NICE advises GPs to stop prescribing opioids for chronic pain

pharmafile | August 5, 2020 | News story | Business Services, Research and Development COVID-19, coronavirus 

The National Institutes of Health and Care Excellence has released its first guideline on the treatment of chronic pain and has said GPs should not prescribe opioids for these conditions.

The draft guidance reveals that the treatment of chronic pain by commonly prescribed medicines including opioids and gabapenitnoids has limited effectiveness, but there was significant evidence that they could be harmful and cause addition.

The guidance says that GPs should not offer any of the following: opioids, non-steroidal anti-inflammatory drugs, benzodiazepines, anti-epileptic drugs including gabapentinoids, paracetamol, ketamine, corticosteroids and antipsychotics.

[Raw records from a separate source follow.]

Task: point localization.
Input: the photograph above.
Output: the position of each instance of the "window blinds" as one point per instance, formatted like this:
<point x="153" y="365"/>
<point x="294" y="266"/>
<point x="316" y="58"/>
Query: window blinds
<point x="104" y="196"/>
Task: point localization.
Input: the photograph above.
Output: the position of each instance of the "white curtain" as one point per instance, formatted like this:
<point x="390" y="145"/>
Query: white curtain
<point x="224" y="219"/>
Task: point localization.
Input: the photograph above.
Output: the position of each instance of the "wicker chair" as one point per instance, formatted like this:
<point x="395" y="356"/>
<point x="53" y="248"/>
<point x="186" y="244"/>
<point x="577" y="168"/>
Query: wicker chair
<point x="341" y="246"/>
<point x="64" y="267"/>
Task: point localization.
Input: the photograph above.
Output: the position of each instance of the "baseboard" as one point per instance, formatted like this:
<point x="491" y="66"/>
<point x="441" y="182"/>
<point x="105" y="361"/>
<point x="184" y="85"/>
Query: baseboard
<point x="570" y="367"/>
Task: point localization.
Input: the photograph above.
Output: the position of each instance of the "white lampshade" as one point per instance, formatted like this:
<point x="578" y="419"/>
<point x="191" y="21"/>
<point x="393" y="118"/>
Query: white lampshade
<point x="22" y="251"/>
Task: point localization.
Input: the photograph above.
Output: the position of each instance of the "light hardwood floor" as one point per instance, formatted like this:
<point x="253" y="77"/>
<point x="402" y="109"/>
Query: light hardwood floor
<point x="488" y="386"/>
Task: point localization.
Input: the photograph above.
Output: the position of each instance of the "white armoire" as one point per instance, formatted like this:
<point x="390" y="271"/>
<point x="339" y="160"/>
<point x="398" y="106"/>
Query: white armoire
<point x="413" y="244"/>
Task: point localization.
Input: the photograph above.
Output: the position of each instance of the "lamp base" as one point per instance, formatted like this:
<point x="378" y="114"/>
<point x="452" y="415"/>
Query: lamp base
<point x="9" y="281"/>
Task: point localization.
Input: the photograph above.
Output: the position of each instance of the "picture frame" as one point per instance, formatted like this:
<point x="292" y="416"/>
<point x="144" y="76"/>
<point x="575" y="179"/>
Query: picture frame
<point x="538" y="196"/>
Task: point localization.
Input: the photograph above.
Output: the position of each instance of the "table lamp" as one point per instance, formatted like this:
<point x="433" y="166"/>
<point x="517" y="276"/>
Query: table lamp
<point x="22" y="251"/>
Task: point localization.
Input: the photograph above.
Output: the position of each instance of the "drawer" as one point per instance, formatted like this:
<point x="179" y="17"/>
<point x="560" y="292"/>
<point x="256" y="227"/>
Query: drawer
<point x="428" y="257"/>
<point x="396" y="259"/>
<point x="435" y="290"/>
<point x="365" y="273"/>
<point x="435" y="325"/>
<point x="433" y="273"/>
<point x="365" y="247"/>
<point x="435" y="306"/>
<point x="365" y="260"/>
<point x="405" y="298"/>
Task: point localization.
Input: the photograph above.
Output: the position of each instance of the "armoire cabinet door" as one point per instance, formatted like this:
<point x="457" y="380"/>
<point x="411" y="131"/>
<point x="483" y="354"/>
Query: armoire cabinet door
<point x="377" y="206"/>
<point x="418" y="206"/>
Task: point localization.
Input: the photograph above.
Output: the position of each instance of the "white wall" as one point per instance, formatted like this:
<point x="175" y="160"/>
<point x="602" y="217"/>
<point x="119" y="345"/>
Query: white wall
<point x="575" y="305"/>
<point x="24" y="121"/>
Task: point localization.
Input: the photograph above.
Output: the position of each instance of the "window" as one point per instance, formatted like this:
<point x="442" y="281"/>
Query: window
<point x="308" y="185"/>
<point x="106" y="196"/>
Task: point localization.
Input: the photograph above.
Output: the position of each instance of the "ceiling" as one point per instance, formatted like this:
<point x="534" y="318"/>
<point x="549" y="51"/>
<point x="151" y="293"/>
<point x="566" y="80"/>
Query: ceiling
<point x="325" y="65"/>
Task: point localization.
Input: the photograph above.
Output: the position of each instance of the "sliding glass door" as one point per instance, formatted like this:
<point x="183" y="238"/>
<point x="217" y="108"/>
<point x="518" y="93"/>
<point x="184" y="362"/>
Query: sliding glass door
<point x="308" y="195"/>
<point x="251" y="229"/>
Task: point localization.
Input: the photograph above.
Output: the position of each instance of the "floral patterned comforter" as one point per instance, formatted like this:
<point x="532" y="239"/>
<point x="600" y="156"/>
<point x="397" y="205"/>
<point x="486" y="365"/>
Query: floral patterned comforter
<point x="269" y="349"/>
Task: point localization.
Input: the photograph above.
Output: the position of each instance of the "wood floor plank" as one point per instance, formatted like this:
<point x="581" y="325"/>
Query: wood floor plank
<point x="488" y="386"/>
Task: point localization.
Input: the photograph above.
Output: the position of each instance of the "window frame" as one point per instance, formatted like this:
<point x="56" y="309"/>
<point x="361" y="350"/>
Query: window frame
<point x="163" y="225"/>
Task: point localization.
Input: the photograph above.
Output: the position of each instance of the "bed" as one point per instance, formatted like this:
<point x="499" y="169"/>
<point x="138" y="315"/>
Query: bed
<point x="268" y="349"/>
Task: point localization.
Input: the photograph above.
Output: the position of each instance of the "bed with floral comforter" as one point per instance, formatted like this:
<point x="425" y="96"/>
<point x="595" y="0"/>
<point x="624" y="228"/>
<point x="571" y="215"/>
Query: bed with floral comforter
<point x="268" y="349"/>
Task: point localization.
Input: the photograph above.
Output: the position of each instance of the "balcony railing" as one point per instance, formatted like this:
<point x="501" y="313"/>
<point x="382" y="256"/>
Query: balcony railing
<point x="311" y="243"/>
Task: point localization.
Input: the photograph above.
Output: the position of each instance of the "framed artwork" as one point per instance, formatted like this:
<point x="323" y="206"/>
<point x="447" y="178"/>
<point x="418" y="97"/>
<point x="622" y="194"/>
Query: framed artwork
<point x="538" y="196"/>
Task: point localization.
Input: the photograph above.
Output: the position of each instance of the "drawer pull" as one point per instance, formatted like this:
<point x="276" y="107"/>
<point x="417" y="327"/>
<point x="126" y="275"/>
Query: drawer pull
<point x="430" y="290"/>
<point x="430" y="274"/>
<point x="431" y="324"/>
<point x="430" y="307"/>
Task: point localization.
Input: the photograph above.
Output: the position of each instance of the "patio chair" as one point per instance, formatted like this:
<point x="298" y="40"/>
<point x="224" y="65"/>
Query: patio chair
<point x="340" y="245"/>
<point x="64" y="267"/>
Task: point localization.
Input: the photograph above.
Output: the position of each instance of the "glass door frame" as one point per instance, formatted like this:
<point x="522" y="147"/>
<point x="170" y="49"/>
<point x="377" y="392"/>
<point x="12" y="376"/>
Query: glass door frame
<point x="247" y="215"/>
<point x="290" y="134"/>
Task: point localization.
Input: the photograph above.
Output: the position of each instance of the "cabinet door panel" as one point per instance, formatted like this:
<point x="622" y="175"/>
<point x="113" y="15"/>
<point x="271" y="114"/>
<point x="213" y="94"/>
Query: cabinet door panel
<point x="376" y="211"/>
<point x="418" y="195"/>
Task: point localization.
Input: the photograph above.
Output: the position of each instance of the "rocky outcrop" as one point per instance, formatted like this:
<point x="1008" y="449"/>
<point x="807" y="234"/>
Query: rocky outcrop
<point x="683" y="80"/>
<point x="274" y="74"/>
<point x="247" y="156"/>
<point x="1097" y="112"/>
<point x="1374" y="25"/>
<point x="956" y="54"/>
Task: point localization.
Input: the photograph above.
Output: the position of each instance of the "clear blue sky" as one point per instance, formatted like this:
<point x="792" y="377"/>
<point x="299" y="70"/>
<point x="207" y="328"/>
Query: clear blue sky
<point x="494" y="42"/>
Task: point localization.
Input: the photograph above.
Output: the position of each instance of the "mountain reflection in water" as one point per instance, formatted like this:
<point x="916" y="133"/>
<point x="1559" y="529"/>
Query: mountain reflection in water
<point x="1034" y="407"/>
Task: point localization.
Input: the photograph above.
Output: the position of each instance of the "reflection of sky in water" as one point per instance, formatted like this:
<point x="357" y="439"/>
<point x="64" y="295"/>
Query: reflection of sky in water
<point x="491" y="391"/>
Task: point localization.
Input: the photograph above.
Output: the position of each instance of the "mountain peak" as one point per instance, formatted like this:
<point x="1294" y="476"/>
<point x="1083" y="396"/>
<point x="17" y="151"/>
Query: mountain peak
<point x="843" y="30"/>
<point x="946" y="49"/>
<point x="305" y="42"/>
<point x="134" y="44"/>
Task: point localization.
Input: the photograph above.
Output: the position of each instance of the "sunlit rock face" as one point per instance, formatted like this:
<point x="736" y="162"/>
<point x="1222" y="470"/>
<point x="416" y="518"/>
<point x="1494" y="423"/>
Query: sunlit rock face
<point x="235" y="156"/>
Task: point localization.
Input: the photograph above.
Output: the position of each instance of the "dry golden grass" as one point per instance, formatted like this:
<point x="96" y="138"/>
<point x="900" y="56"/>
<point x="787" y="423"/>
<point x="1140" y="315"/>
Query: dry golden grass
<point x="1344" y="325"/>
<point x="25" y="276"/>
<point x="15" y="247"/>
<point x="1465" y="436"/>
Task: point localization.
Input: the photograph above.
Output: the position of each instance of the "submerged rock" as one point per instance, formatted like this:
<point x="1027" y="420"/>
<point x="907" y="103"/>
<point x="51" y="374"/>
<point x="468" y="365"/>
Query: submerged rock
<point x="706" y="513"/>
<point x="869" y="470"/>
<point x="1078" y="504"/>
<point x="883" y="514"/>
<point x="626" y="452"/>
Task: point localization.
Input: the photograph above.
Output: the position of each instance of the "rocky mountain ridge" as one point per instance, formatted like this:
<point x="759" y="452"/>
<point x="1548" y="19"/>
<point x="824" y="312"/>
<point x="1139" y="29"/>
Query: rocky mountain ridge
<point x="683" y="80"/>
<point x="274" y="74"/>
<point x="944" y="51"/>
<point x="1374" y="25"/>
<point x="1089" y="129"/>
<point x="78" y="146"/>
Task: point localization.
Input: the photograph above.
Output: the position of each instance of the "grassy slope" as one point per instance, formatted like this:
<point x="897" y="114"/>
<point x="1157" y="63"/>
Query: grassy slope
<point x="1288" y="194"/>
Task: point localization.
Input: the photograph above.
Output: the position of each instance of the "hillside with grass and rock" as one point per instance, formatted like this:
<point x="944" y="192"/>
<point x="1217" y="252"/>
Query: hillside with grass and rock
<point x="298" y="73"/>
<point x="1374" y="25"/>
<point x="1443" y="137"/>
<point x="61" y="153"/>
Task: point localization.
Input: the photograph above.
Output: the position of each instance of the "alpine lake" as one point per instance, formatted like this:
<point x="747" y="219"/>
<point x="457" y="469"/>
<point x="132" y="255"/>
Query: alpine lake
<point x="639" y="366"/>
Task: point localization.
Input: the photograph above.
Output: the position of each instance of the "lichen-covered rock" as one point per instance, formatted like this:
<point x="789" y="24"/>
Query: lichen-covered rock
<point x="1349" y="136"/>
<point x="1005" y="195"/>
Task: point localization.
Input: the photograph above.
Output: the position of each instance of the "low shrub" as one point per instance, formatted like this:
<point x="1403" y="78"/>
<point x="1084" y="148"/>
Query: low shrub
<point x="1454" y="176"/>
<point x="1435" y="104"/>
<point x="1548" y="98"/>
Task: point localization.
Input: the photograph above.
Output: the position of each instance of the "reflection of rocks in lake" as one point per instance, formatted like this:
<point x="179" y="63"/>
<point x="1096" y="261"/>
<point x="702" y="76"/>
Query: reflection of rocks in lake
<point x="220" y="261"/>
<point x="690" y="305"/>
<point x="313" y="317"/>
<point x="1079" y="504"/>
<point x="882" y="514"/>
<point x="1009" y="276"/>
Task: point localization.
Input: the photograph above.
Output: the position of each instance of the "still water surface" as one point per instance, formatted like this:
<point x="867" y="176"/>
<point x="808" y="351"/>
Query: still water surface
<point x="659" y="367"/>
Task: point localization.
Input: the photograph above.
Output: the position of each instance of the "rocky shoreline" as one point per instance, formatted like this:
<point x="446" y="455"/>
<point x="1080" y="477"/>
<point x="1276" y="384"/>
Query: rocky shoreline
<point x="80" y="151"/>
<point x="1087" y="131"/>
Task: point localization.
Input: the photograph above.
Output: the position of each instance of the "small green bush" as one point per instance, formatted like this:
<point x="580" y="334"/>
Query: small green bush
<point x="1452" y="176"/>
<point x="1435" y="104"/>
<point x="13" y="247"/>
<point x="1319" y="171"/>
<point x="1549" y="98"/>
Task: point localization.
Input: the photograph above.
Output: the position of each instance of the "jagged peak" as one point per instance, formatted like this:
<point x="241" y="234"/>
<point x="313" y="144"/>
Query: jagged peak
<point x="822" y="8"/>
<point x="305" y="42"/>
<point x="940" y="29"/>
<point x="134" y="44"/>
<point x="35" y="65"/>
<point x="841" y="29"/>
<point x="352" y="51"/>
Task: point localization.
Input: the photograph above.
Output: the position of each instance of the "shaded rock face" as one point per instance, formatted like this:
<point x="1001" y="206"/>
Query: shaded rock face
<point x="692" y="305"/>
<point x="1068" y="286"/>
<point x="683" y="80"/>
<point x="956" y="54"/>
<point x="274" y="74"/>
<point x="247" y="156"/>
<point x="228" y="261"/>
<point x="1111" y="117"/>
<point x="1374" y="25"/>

The guidance also states: “The lack of evidence for effectiveness of opioids, along with evidence of long-term harm, persuaded the committee to recommend against opioid use for people with chronic primary pain. Although there were limitations, evidence from non-randomized studies on the long-term use, more than six months, of opioids for chronic pain suggested an increased risk of dependence.”

This update to guidelines follows Public Health England’s research in 2019 into prescription drug addictions which revealed that 1 in 4 adults received prescriptions for antidepressants, opioids, gabapentinoids, benzodiazepines or z-drugs in the previous year. Data from the drug addiction firm UKAT also showed that admissions across seven rehab facilities for prescription drug addiction had risen by 40% in the last 18 months.

Eytan Alexander, Managing Director of UKAT, said: “Prescription drug addiction is as real as a Heroin addiction, but in this case, the addict gets their drugs from their GP rather than a dealer, to ‘treat’ their pain.

“We’re pleased to hear that today; the advice is that this should no longer be an option. GP’s need to be supported and resourced well enough so that they can spend a longer amount of time with their patients in order to provide a more holistic, safer treatment plan for chronic pain. One that doesn’t lead to addiction.”